New dataset (70000 SVs):
Pathogenic SVs:
Dataset: https://github.com/GooglingTheCancerGenome/ga-integr8/blob/master/data/TPTNSet/dataset_Mix_2015-10-27.txt
Description: list of approximately 70000 pathogenic SVs of varying SV types, found in multiple patients with varying cancer types.
Source: In-house
Generated by: https://github.com/GooglingTheCancerGenome/ga-integr8/blob/master/data/TPTNSet/parse_Mix.ipynb
Format: tab-delimited
Example:
1 2380382 2380382 - 19 49682633 49682633 - Baca_Cell_2013 P01-28 inter_chr prostate cancer
Per-column description:
Column 1, 'chr1': first chromosome on which the SV is located
Column 2, 's1': breakpoint start position on the first chromosome
Column 3, 'e1': breakpoint end position on the first chromosome
Column 4, 'o1': orientation of the breakpoint-junction on the first chromosome (like head/tail)
Column 5, 'chr2': second chromosome on which the breakpoint-junction is located
Column 6, 's2': breakpoint start position on the second chromosome
Column 7, 'e2': breakpoint end position on the second chromosome
Column 8, 'source': paper source in which the SV is provided
Column 9, 'sample_name': identifier of the sample in which the SV was detected
Column 10, 'sv_type': type of the SV as described in the source paper
Column 11, 'cancer_type': name of the cancer type the SV was identified in as described in the source paper
Benign SVs:
Dataset: https://github.com/GooglingTheCancerGenome/ga-integr8/blob/master/data/TPTNSet/dataset_1000G_2016-01-26.txt
Description: list of approximately 70000 benign SVs of varying SV types, as obtained from 1000Genomes
Source: In-house
Generated by: https://github.com/GooglingTheCancerGenome/ga-integr8/blob/master/data/TPTNSet/parse_1000G_CNVs_from_sv_map.ipynb
Format: tab-delimited
Per-column description: same as the 70000 pathogenic SVs
Annotation steps required to obtain a matrix with features (on the set of 127 SVs)
-
Process SV input file (either of the files above should work):
- Sorting by chromosome 1, then chromosome 2. Numbers come before X and Y. Coordinates should be ascending and the start position should come before the end position.
-
Annotate the SVs with gene-based features
- Read dataset MP_Genelist_HGNC_v2.txt
- Search for all genes within 2 Mb (before and after) of each SV (using the left-most start and right-most end)
- Obtain the identifiers, pLI and RVIS scores, and HPO terms of these genes
-
Annotate the SVs with TAD-based features
- Read tads.txt (see datasets page for details)
- Compute which TADs each SV overlaps with (defining overlap as matching at least 1 bp)
-
Generating output (see output)
Output
Description: each row describes the genomic position of a structural variant and its associated annotations.
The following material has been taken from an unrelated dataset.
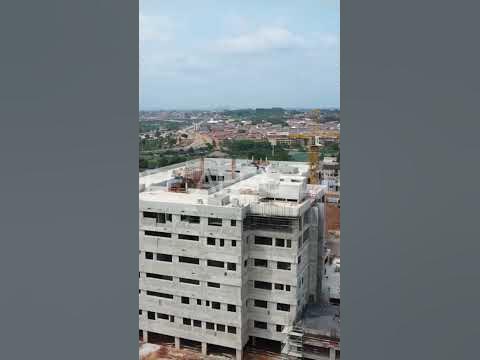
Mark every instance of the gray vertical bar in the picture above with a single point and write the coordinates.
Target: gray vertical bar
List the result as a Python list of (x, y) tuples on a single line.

Format: tab-separated (debatable)
Example:
1 1736435 1736435 10 1843621 1843623 ID1,ID2,ID3 ENSG00000223972,ENSG00000222623 NA,1.35381157129201e-10 NA,96.68621701 HP:0001744,HP:0002721,HP:0001876
Per-column description (within-column separation character being debatable):
Column 1, 'Chromosome 1': name of the first chromosome on which the SV is located
Column 2, 'Start 1': start position of the SV on the first chromosome
Column 3, 'End 1': end position of the SV on the first chromosome
Column 4, 'Chromosome 2': name of the second chromosome on which the SV is located
Column 5, 'Start 2': start position of the SV on the second chromosome
Column 6, 'End 2': end position of the SV on the second chromosome
Column 7, 'Overlapping TADs': IDs of the TADs that the SV overlaps with
Column 8, 'Nearby gene IDs': IDs of genes that are within 2 Mb of the SV
Column 9, 'pLI': pLI score (pathogenicity indicator) of the genes within 2 Mb
Column 10, 'RVIS': RVIS (pathogenicity indicator) score of the genes within 2 Mb
Column 11, 'HPO': HPO (patient phenotype) terms that are associated with the genes within 2 Mb.
The first 6 columns are related to the SV, which are directly extracted from the input file. The rest of the columns represent annotations.